Labor MP Luke Gosling has called on Attorney-General Christian Porter to explain why his prosecution of Witness K and Bernard Collaery is in the public interest, and says the government has missed an opportunity to put its poor treatment of Timor-Leste in the past.
The Northern Territory MP has extensive links with the country after serving there while in the ADF and spending several years there running an NGO.
Earlier in the year, Gosling criticised Porter’s attempt to prosecute K and Collaery in a secret trial, but now says Porter must make up for his failure to explain why he is pursuing the two men.
“Porter is yet to provide a detailed explanation for his decision to prosecute Witness K and Collaery, to spell out why this action is in the public interest,” Gosling told Crikey. “If the government really cares about transparency and accountability, there’s a very easy place to start: just be upfront with Australians. They can handle it. So can our relationship with Timor Leste. The bonds between ordinary Australians and Timorese have never wavered.”
“In choosing to prosecute them, Porter decided in six months to do what his predecessor, George Brandis, chose not to do in his entire term. But the reasons for prosecuting these two Australians — the real reasons — are crucial details this government is being uncharacteristically silent about.”
Gosling viewed the settlement of the maritime border dispute between Australia and Timor-Leste in 2018 — after the Timorese initiated a case against Australia at the International Court of Justice — as a chance to reset relations. It’s an opportunity the government missed, he says.
“We had an opportunity to move on from the past after settling the maritime issue. It was a difficult period — we could have put it to bed. But the cover-up of previous incidents continues.”
Gosling has worked in Timor-Leste at the highest and most grassroots levels. After military service there, he produced the film A Debt of Honour detailing the experience of Australian soldiers in the INTERFET Timor-Leste mission and that of Australian commandoes operating under Japanese occupation there during WWII. During that time he met Collaery and popular leader Xanana Gusmao before returning as an ADF defence advisor to the new country’s military in 2005.
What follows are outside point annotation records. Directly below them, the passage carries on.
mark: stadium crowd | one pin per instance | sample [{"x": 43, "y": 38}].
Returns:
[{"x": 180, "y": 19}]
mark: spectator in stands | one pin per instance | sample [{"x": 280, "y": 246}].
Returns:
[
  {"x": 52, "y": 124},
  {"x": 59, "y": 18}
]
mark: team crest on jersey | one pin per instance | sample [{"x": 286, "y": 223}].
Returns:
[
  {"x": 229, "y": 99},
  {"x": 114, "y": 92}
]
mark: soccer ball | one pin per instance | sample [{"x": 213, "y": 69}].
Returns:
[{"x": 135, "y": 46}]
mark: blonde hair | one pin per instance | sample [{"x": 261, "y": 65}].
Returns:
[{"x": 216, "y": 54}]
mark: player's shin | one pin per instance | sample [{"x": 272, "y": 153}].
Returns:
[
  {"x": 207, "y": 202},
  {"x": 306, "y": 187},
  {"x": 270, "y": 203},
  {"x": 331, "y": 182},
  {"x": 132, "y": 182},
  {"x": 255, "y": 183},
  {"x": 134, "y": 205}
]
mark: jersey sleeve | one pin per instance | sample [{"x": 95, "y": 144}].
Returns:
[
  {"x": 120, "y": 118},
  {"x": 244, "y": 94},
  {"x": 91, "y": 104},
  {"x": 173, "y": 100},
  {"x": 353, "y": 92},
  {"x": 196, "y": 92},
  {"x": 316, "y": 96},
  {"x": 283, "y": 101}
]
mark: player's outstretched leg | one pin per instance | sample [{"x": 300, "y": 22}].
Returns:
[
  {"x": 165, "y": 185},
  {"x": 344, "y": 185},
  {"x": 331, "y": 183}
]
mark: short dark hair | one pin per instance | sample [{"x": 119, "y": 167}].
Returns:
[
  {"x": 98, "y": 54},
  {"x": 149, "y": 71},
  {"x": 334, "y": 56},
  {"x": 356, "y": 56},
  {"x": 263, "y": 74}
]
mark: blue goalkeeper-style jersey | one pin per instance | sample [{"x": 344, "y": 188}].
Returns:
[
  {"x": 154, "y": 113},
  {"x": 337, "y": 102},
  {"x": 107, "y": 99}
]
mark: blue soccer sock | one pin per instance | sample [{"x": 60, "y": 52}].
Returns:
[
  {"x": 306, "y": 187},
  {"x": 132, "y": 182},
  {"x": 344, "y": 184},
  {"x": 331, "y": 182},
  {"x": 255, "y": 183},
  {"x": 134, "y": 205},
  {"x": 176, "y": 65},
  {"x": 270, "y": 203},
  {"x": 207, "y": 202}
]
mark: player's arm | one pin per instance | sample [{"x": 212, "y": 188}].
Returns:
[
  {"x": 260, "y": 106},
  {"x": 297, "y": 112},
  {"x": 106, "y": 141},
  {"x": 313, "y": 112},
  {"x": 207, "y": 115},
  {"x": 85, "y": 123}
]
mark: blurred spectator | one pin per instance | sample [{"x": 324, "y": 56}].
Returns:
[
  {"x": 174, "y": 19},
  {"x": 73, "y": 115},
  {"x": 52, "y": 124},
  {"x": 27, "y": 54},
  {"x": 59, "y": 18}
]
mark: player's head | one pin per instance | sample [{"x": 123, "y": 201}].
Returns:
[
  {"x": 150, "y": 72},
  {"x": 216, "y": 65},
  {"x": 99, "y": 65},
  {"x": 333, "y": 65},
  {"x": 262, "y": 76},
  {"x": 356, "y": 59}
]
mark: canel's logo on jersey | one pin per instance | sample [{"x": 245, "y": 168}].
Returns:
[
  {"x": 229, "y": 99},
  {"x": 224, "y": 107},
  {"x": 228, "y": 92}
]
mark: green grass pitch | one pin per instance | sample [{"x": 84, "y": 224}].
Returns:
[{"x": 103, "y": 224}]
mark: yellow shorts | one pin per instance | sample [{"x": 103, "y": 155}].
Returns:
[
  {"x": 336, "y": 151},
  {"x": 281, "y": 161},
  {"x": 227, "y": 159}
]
In between, he built schools, provided water to remote villages and helped deliver maternal health services — though, he says, he doesn’t want to overstate his work. He continues to try to help the country via seasonal worker programs, defence cooperation and his links with the Darwin Timorese diaspora. The K/Collaery case, he says, “has stirred up a lot of hurt for many Timorese and Australians alike”.
On the case itself, Gosling chooses his words carefully, declining to comment on the bugging or the circumstances in which Witness K revealed it. But the secrecy of the trial appals him.
“I understand the need for national security and the secrecy it involves, but it should be a last resort,” he said. “To what extent is this national security, and to what extent reputational protection by Porter?”
He points out the Law Council has reminded the government that open justice is a basic rule of Australian society and that secrecy “stacks the deck” against the defendants.
“When a law is unjust, free citizens have a right — in fact, a duty — to dissent, to protest, to organise, and to express their will at the ballot box. And if any of them are accused of breaking the law, they have the right to an open trial, which also exists to protect our legal system from becoming simply a politicised kangaroo court.
“The Washington Post’s motto is true on both sides of the Pacific,” Gosling warnings. “’Democracy dies in darkness’. We need to start rebuilding the ethical infrastructure of our nation.”